The basis for e-voting for the Swiss abroad is the changed law on political rights that has been in force since January 1, 2008.
In June 2008 non-resident Swiss from the canton of Neuchâtel were able to vote for the first time electronically. The premiere in Geneva took place on September 27 this year for the referendum on financing disability insurance.
Basel City will introduce online voting for the anti-minaret initiative on November 29 and Zurich will launch e-voting for non-residents in a pilot in 13 communes from June next year.
Basel City is the first canton not to have developed its own e-voting system – instead, it signed an agreement with canton Geneva in June this year to use the Genevan system. Working out the contract took eight months.
It was not just a question of information technology problems, said Barbara Schüpbach of Basel City at the signing. "Trust had to be won, because trust is the highest value in such a sensitive area [like voting secrecy]."
"Our strategy anticipates that the cantons can access what other cantons have prepared," said federal chancellor Corina Casanova, calling the pilot project between Basel and Geneva a milestone.
At present cantons Bern, Lucerne, Vaud, Uri, Obwalden and Nidwalden are also all working on a similar agreement with Geneva. In September another seven cantons decided to negotiate an accord with Zurich; trials are scheduled for the end of 2010.
That's being optimistic, according to Wili. "The letter of intent alone was 12 pages."
Ariane Rustichelli from the Organisation of Swiss Abroad (OSA) welcomed the developments, pointing out that e-voting has been one of its main preoccupations for years.
"Things have finally started moving in the past two years – when some cantons cooperate, others get carried along," she said.
The federal chancellery reckons that by the next federal elections in 2012 some Swiss abroad will be able to vote via the internet. Their aim is 50 per cent coverage by the end of that year.
Andreas Keiser, swissinfo.ch (Adapted from German by Clare O'Dea)
At the end of 2007 there were 668,107 registered Swiss living abroad – an increase of 3.6% on 2006.
Almost a third of them are based in European Union member countries, mainly France, Germany, and Italy.
The largest community of Swiss expatriates outside Europe is in the US. Considerable numbers of Swiss abroad also live in Canada, Australia, Argentina, Brazil, Israel and South Africa.

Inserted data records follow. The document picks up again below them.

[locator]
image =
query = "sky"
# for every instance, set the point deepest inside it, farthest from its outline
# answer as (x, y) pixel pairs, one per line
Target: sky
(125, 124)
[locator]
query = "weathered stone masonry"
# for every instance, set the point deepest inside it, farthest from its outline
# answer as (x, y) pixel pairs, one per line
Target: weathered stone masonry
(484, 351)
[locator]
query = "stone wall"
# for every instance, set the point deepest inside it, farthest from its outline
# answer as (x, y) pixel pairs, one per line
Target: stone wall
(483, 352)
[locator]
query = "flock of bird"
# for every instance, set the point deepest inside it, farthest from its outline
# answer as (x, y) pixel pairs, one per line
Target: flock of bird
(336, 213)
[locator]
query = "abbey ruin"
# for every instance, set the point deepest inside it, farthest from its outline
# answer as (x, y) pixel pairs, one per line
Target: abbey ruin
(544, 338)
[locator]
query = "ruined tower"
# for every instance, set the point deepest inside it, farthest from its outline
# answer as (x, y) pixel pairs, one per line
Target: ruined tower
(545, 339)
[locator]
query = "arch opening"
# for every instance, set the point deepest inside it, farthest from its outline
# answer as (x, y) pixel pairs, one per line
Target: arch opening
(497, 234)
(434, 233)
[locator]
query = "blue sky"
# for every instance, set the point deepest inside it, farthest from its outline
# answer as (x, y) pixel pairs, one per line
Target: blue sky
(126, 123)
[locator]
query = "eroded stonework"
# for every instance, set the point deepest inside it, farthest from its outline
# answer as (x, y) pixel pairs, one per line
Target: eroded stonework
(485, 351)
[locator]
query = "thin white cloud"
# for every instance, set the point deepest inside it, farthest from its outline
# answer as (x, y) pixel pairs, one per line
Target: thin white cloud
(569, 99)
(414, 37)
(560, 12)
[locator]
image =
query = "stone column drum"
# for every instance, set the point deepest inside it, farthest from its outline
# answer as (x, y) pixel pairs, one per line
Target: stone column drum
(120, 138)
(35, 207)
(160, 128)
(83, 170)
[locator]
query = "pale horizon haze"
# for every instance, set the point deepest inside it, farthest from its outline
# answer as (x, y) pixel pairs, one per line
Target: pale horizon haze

The Council of the Swiss Abroad is made up of 160 representatives of the expatriate community and of public life in Switzerland.
The assembly, which meets twice a year, is the senior body of the Organisation of the Swiss Abroad (OSA).
This year's congress, which took place in Fribourg from August 22-24, focused on relations with the EU, notably the continuation and extension of the labour accord with Brussels.
High on the agenda of the council meeting were e-voting and planned budget cuts for the bi-monthly Swiss Review magazine.
Around 80% of Swiss expatriates have registered to vote have access to the internet.
Postal voting was introduced in 1992 and the introduction of electronic voting is scheduled for 2015, according to the Federal Chancellery.
The introduction of e-voting is expected to require an investment of up to SFr600 million ($548.5 million). Trials have been launched in three of the country's 26 cantons with the approval of the federal authorities.
Swiss expatriate voters hailing from canton Neuchâtel were part of a trial last June. A similar test is planned for those from canton Basel City next year.